In secondo luogo, e come conseguenza diretta di questa trasformazione, il Pd non è più la sintesi delle principali culture riformiste del nostro paese. Progressivamente è emerso un profilo politico e culturale di sinistra. Una prospettiva del tutto legittima, come ovvio, ma si tratta di una sinistra che se da un lato è la continuazione della storica filiera del Pci/PDS/Ds/Pd, dall’altro si tratta di una sinistra prevalentemente moralista, giustizialista, libertaria e radicale. Non a caso, un fine osservatore come Luca Ricolfi parla giustamente di una sorta di “partito radicale di massa”. Da qui la perfetta convergenza con la “sinistra per caso” dei 5 Stelle, ossia del partito populista e giustizialista per eccellenza. Una alleanza che, al di là delle piccole scaramucce personali dell’ultima campagna elettorale, è destinata ad essere sempre più solida e granitica.
In ultimo, ma non per ordine di importanza, l’assetto organizzativo interno del partito. Venuta meno quella pluralità culturale che rappresentava, tuttavia, una preziosa risorsa e, al contempo, una ricchezza per l’intero partito, ormai il Pd è una sommatoria infinita di correnti, o di bande, nazionali e locali che detengono le sorti del partito e che hanno le chiavi di casa per decidere se far traslocare altrove chi lo guida momentaneamente. A prescindere chi sia. Con tanti saluti alle cosiddette “correnti di pensiero” che, almeno all’inizio di questo percorso politico, dovevano dar vita ad un progetto politico fecondo e costruttivo. È sufficiente fare un solo esempio, quello dell’area popolare e cattolico sociale, per rendersi conto che quella tradizione ormai è del tutto inespressiva ed assente in quel partito, se non per la distribuzione delle candidature ai capi correnti, ai suoi famigliari e ai cortigiani di riferimento. Il potere delle correnti, o delle bande interne, è ormai assordante e chiunque arrivi alla segreteria deve farci i conti. Al di là, come ovvio, della liturgia sul superamento delle correnti, sul partito rifondato, sull’apertura alla società civile, sulla natura riformista del partito e i soliti slogan che ormai ascoltiamo puntualmente ad ogni cambio di segretario.

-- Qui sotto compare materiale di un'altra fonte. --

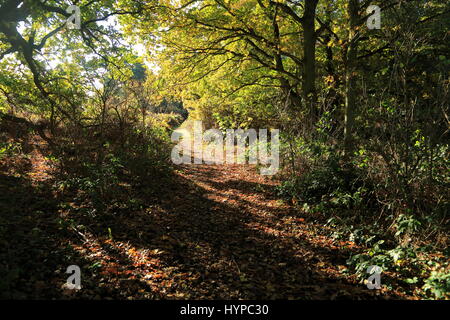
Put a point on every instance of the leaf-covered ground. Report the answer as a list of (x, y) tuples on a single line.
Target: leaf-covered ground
[(205, 232)]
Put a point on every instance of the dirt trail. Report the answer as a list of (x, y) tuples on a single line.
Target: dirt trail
[(206, 232)]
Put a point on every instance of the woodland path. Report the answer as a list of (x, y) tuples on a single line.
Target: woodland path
[(206, 232)]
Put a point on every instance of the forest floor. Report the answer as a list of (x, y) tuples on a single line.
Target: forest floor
[(205, 232)]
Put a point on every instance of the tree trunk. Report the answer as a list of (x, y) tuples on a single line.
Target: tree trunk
[(350, 77)]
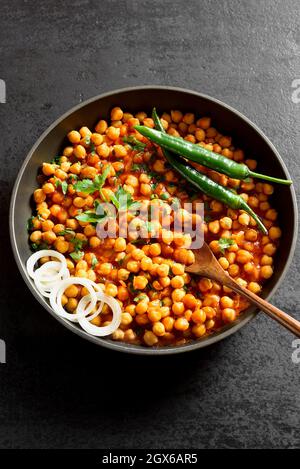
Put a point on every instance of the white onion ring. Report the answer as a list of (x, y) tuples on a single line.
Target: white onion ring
[(58, 290), (45, 287), (52, 279), (51, 267), (102, 331), (44, 253), (82, 304)]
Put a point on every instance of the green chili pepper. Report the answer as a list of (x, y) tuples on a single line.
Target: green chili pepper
[(201, 155), (207, 185)]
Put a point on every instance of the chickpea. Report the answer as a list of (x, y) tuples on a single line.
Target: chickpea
[(177, 269), (61, 246), (118, 335), (103, 150), (178, 308), (226, 302), (39, 196), (146, 263), (47, 225), (101, 127), (190, 301), (116, 114), (266, 271), (150, 338), (254, 287), (94, 242), (243, 256), (214, 226), (205, 284), (181, 324), (199, 316), (204, 123), (105, 269), (126, 319), (223, 262), (178, 295), (80, 152), (228, 315), (140, 282), (72, 291), (226, 223), (145, 189), (36, 236), (111, 289), (154, 249), (120, 245), (199, 330), (133, 266), (48, 169), (154, 315), (113, 133), (138, 254), (163, 270), (74, 136), (168, 322), (244, 219), (141, 307), (200, 135), (49, 237), (159, 329)]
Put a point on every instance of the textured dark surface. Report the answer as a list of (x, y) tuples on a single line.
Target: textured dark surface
[(58, 391)]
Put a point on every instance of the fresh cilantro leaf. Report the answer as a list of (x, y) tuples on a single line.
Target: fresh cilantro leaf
[(91, 217), (62, 184), (89, 186), (94, 262), (140, 297), (73, 177), (176, 203), (134, 143), (66, 231), (225, 243), (123, 200), (87, 140), (77, 255), (29, 224), (56, 160)]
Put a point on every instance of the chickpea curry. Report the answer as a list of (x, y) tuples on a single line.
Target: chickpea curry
[(161, 304)]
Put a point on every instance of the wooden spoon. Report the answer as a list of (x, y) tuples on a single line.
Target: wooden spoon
[(207, 265)]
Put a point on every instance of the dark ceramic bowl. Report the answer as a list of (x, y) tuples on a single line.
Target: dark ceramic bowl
[(228, 120)]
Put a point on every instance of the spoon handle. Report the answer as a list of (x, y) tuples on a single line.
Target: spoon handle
[(275, 313)]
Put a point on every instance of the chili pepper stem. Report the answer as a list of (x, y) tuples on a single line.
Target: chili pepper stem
[(251, 212), (287, 182)]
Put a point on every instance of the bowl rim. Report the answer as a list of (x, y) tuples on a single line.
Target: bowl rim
[(122, 346)]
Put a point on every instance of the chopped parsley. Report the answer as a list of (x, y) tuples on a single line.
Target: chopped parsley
[(134, 143), (77, 255), (123, 200), (62, 184)]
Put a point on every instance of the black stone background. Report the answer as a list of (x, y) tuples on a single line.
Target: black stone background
[(57, 390)]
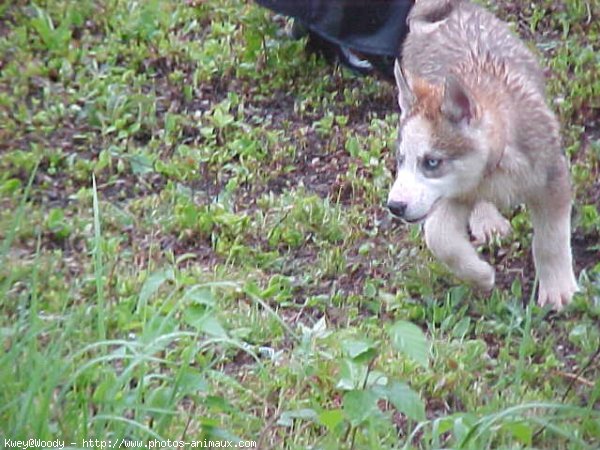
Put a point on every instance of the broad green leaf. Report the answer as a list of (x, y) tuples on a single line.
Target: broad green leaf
[(408, 338), (359, 405), (521, 431), (331, 418)]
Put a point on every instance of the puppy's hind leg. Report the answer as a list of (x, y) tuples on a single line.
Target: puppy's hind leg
[(551, 217), (447, 238), (486, 222)]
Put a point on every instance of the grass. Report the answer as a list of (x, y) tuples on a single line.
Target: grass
[(194, 245)]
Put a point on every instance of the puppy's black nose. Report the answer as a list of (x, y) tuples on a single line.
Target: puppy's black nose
[(397, 208)]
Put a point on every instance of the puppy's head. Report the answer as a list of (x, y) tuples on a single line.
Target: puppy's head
[(439, 152)]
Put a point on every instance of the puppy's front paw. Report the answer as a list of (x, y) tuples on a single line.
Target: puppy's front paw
[(484, 277), (486, 222), (556, 293)]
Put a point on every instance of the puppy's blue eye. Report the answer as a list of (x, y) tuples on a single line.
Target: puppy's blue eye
[(431, 163)]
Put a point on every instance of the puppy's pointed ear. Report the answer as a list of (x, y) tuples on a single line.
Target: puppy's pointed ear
[(458, 105), (406, 98)]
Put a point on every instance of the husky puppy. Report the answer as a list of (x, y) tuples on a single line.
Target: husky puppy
[(476, 135)]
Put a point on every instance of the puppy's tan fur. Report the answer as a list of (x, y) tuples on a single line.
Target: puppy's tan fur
[(473, 105)]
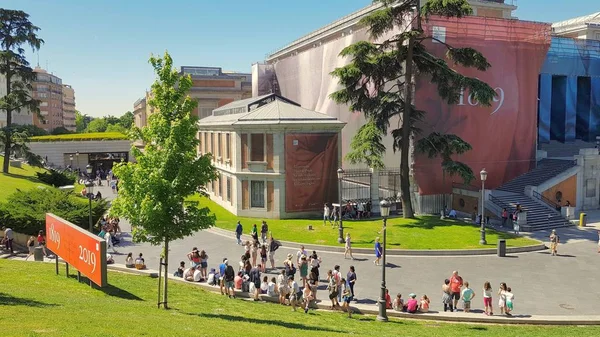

Cioè, suppergiù ogni 18 mesi.
Ecco perché il Pd è cambiato profondamente. Ed è destinato a cambiare sempre di più. Non a caso, il Centro, la politica di centro, la tradizione popolare e cattolico sociale e le componenti più riformiste ormai guardano altrove. Salvo gli eletti – garantiti nella quota proporzionale – di quel mondo culturale che, comprensibilmente, restano in quel partito. Ed è proprio su questo versante che il Centro politico e culturale deve organizzarsi sempre di più e darsi una struttura politica autorevole, qualificante e duratura. Al di là e al di fuori del Pd, come ovvio. Un luogo politico, però, che non può ridursi alla semplice espressione di partiti personali o di un banale prolungamento del carisma di un capo partito.
Serve ricostruire e consolidare al più presto il Centro e una politica di centro dopo la trasformazione irreversibile del profilo e della natura del Partito democratico. Prima si fa e meglio è. Non solo per il futuro del Centro politico ma, soprattutto, per la qualità della nostra democrazia e l’efficacia della nostra azione di governo.